Scholastic Press, March 2013
Prisoner B-3087 is a novel, based on the true story of Jack Gruener’s formative years in concentration camps. Anyone vaguely familiar with the Holocaust will find it remarkably difficult to determine where Mr. Gratz took liberties. At a blush, this may seem like a heavy topic for the intended audience of younger students (Middle and Jr. High); however, in its simplicity, I believe that the story is perfectly presented.
The horror unfolds through the eyes of Yanek (later to be known as Jack Gruener). He is only 10 years old when Hitler’s armies began to invade Europe. As he listens to the adults “talk politics”, he can’t possibly conceive of how his world will change over the next 6 years.
Because Yanek is such a kind-hearted and optimistic boy, his matter-of-fact delivery allows the reader to experience his own emotions. The simple and basic presentation of the deplorable treatment of Jews is no less than heart-wrenching—for the reader. It is impossible to ignore the young boy’s strength and resolution as he first deals with years of being held prisoner in his own town, to finding the perfect hiding place for his family as mass exodus occurs—who but a young boy would see an abandoned pigeon coop as a home? As he loses family and friends while being shuffled from camp to camp, he relies on inner strength to survive.
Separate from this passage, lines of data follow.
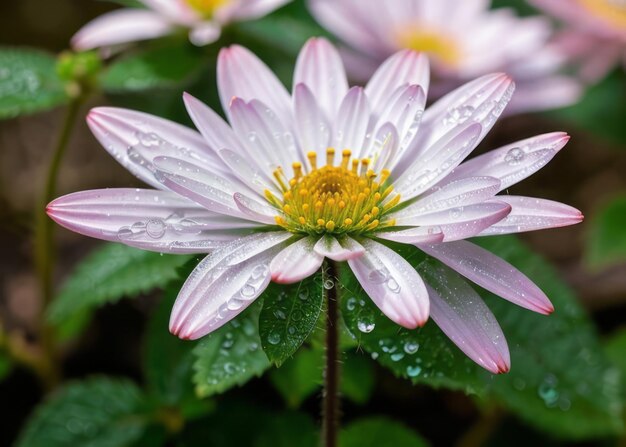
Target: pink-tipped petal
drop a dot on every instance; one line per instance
(198, 302)
(241, 74)
(444, 156)
(531, 214)
(319, 67)
(463, 316)
(216, 294)
(492, 273)
(352, 123)
(296, 262)
(406, 67)
(392, 283)
(149, 219)
(121, 26)
(312, 126)
(338, 249)
(516, 161)
(134, 139)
I hope that this book becomes wildly popular. Based on my (very limited) time in the school systems, I believe our kids need a true hero. It seems that so many of us have become wrapped up in our own little cocoons that we allow inconveniences to become tragedies. I certainly relished the jolt back to reality—where people truly know suffering and pain. The fresh perspective was welcome. I will definitely be donating copies of this book to school and public libraries, with the hope that someone else will open his eyes as well.
Reviewed by jv poore, November 2012.